Die evangelische St. Johanniskirche in Mainz, der sogenannte »Alte Dom«, wird seit Sommer 2013 bauhistorisch und archäologisch untersucht. Die jetzt feststehenden Ergebnisse der Bauforschung übertreffen alle Erwartungen: In der in den 1950er Jahren wiederaufgebauten Kirche haben sich große Teile eines frühmittelalterlichen Dombaus erhalten. Mehrere Gesteinsproben belegen, dass große Teile des untersuchten Mauerwerks der frühmittelalterlichen Domkirche aus dem 7. Jahrhundert n. Chr. stammen. »Damit ist sie fast 250 Jahre älter als bisher angenommen und das bedeutendste noch weitgehend erhaltene Baudenkmal dieser Epoche nördlich der Alpen«, betonte Kulturministerin Vera Reiß.
Im Zuge der Bauforschungen, die das Institut für Europäische Kunstgeschichte der Universität Heidelberg unter Leitung von Marlene Kleiner und Prof. Dr. Matthias Untermann im Auftrag der Generaldirektion Kulturelles Erbe Rheinland-Pfalz ausführt, wurden in den vergangenen Monaten große Teile des historischen Mauerwerks der St.

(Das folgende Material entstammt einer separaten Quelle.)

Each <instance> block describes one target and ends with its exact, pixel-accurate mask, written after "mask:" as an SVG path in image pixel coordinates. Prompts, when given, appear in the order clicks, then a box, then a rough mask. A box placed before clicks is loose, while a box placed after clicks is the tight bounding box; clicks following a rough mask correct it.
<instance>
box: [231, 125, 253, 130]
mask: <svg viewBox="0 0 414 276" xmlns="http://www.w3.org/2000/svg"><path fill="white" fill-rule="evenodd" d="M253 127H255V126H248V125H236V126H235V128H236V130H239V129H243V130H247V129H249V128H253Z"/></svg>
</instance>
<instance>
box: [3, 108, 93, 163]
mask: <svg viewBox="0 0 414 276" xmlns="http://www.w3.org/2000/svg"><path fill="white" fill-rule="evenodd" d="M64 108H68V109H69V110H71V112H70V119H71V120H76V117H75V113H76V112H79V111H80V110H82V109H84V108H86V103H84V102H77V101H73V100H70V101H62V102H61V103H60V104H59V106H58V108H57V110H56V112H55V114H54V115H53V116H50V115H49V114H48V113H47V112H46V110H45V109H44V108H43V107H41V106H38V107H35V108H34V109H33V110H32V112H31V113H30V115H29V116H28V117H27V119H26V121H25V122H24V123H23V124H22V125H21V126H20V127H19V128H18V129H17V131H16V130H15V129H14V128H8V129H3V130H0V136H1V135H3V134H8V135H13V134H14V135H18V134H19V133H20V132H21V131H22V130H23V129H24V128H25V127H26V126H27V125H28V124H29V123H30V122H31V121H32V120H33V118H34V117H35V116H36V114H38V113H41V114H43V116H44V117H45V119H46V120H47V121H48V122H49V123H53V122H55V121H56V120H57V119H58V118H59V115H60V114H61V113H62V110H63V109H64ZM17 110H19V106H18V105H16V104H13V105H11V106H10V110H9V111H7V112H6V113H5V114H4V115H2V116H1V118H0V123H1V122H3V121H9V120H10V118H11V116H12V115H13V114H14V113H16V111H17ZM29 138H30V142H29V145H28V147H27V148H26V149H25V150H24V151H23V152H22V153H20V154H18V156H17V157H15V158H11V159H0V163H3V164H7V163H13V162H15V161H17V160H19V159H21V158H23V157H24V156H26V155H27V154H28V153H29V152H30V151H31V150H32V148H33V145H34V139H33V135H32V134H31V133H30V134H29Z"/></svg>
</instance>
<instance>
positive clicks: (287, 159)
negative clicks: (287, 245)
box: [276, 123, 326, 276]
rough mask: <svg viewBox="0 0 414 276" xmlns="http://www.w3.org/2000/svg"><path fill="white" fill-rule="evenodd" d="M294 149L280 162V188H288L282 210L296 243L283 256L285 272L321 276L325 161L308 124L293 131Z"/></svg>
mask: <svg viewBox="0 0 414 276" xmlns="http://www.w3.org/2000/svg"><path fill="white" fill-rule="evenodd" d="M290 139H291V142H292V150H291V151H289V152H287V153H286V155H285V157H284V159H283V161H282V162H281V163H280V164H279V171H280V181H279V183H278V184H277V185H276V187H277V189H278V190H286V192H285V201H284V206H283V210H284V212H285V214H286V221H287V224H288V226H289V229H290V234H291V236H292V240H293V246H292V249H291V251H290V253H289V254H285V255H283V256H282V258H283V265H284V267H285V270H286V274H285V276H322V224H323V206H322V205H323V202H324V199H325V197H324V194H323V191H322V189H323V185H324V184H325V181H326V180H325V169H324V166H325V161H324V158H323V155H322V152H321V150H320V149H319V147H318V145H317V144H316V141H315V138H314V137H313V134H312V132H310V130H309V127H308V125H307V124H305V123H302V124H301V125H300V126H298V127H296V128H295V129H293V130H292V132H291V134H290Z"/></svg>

Johanniskirche untersucht. Restaurator Thomas Lutgen hat hierfür Holzkohleproben im Mauermörtel genommen, die das in Europa führende Klaus-Tschira-Archäometrie-Zentrum an der Universität Heidelberg mit der Radiokarbonmethode datieren konnte.
»Da aus dieser Zeit so gut wie keine baulichen Zeugnisse mehr existieren, sind die Ergebnisse der Forschungen an St. Johannis wirklich außergewöhnlich. Nun müssen wir anhand von Quellen – die auch selten sind – klären, wer der Bauherr gewesen sein könnte. Die Geschichte ist – und bleibt – wirklich eine sehr spannende und außergewöhnliche. St. Johannis nimmt eine überregional bedeutende Rolle in der Kirchengeschichte ein«, unterstrich Kulturministerin Vera Reiß.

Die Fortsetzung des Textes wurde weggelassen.